The last step to our brainstorm process took form as a 10+10 brainstorm exercise. When doing this exercise, we filled our chart out by thinking about what we might want to offer on our app. We as a team were able to think of all of the different things that the app would be able to do, and many of the labels listed on the Design Thinking chart are current apps on our prototypes such as volunteer opportunities, the calculation of an individual’s carbon footprint, among other things. After brainstorming many potential features, we decided to make our app a volunteering platform within a community. In other words, our app aims to connect people who are concerned with climate change or air pollution to volunteering opportunities that help prevent those issues. They would also be part of a community who does things on a day-to-day basis to reduce carbon footprint.
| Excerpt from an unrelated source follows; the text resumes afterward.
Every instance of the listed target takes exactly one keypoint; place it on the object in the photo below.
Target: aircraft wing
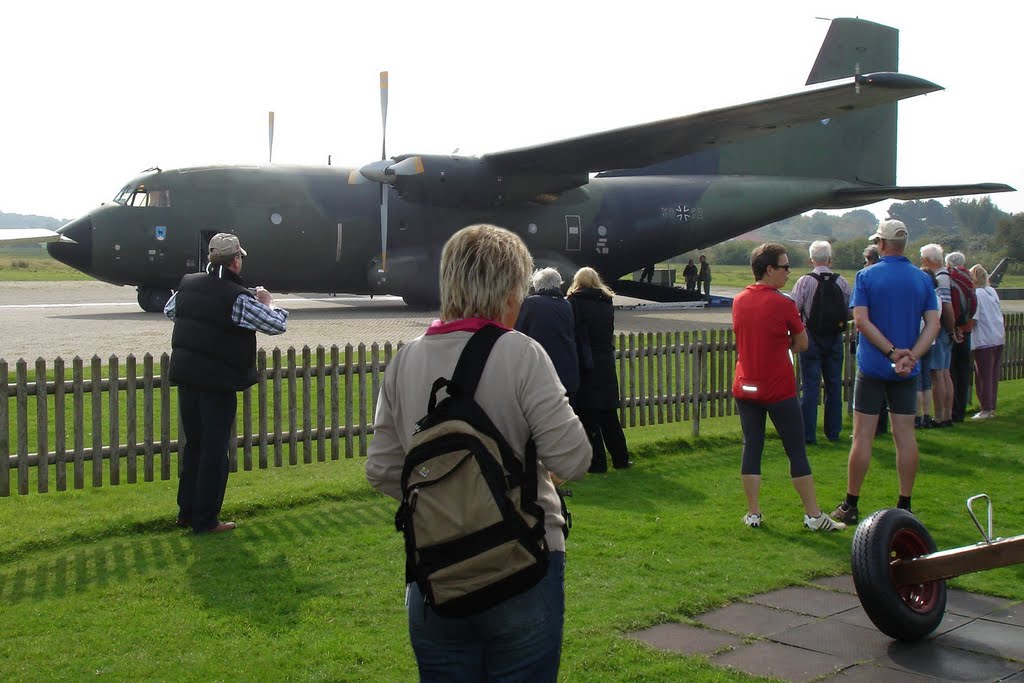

Due to us developing an app to calculate the user’s carbon footprint we are going to go with the route of sending out informational emails and news regarding testing out our app around the UMD campus. This will most likely be done through ELMS, it will target the undergraduate students and students at the University of Maryland. This will help us reach a large audience quickly and get back a lot of feedback/results about our app. Due to there being strictly online classes, this is the best way to reach a testable audience amidst the pandemic. We cannot go out and engage with people walking around campus because that can be very dangerous in these times, so sending out informational emails is the most optimal way to test our prototype.
The features that we will be testing on the app are the calculation of the user’s carbon footprint, the community chat feature for the user’s city, the volunteer forum, and the use of potential incentives that come with participating in environmentally-friendly activities. The personas that were aiming to engage are with people who are interested in reducing air pollution because they might be interested in using our app. We hope to engage with at least 10 participants.
First, we are testing the design and not you. We’re interested in your honest feedback and opinions, and there are no right or wrong answers. Your answers will be confidential and we won’t link your name to anything that we discuss today.
We will take notes, and will also be collecting an audio and video recording of this discussion. The recordings will only be used for this study and will not be released to anyone not involved in the research. Is it okay with you if we record? [If yes, start recording]
Our discussion will last about 30-45 minutes.
To help make this session run as smoothly as possible, please:
The way we will score how well our prototype does in supporting the tasks is using a rating system. This rating system would go from not well to very well and we would score the responses using this rating system. For example if a person said they like the user interface of the app, that response would be in the “very well” part of the scale.